To evaluate policies on a server group:
- Select the Evaluate policies option from the Production Servers context menu
The Evaluate Policies dialog will open. Use the Source option to select the source of Policy Based Management policies. Use the Files option to browse for exported to XML policies, or the Server option to select a SQL Server instance which hosts declared policies we want to evaluate on instances in the Production Servers group.
- Click OK to confirm the policies source selection
The Policies grid in the Evaluation Policies dialog will populate with policies from the source. Select the ones you want to evaluate against the servers group. In our example, we’ll select the PolicyServerAuthenticationMode policy (it checks whether the Windows Authentication mode is forced on a SQL Server instance).

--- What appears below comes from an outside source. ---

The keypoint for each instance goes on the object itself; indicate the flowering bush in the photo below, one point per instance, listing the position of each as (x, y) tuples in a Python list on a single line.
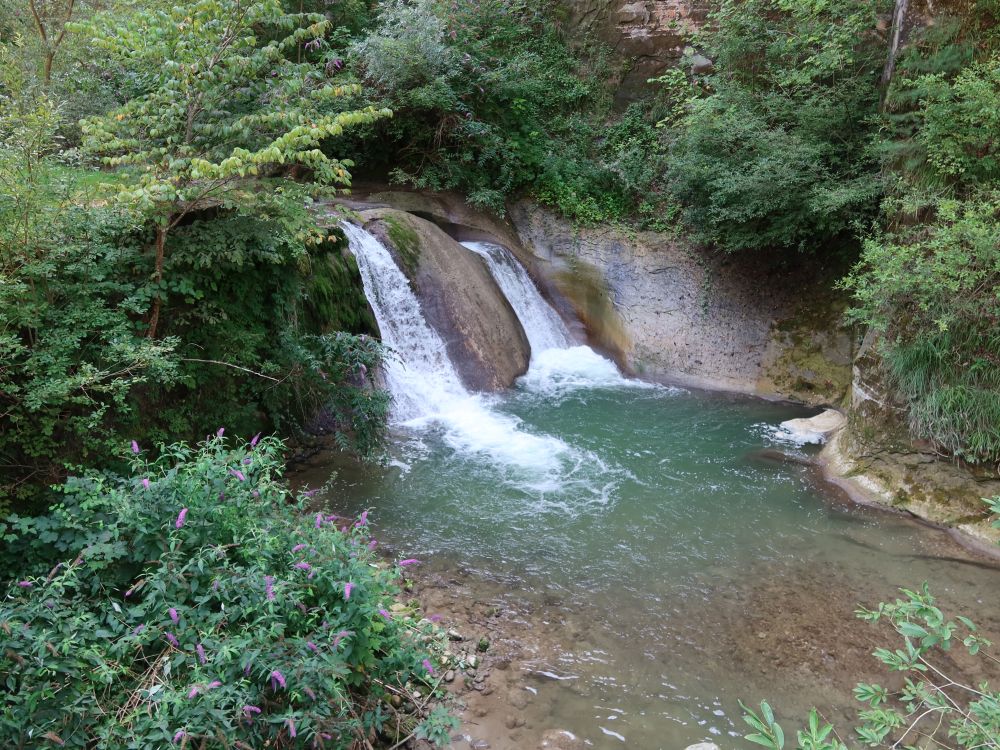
[(195, 603)]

Note that the Evaluation Policies dialog provides information the same way it does when used locally on SQL Server instances (e.g. the yellow exclamation icon in the screenshot warns that the PolicyCustomersCount contains scripts, and that it should be evaluated only if originates from a trustworthy source).
- Click the Evaluate button to start the process of verifying whether the servers in the Production servers group comply with the selected policy
The Results tab in the Evaluation Policies dialog will show which SQL Server instances on which policy evaluation failed.
Certain policy types, depending on the conditions used within, offer immediate reconfiguration of SQL Server instances (or other policy defined targets). To do that, check the box next to the server name and click Apply. In our case the LENOVO SQL Server instance will switch from the mixed (both Windows Authentication and SQL Server Authentication) mode to the Windows Authentication mode.
In the described example, we have used the LENOVO\ONE SQL Server instance as the source for the policies we evaluated on the servers group. In order to improve centralized management of registered servers, you can use the central management server or the server groups as the policy source instead. Once the needed policies are tested (whatever their source is), the policies can be imported to the central management server or the particular server group which will perform the policies import to appropriate servers.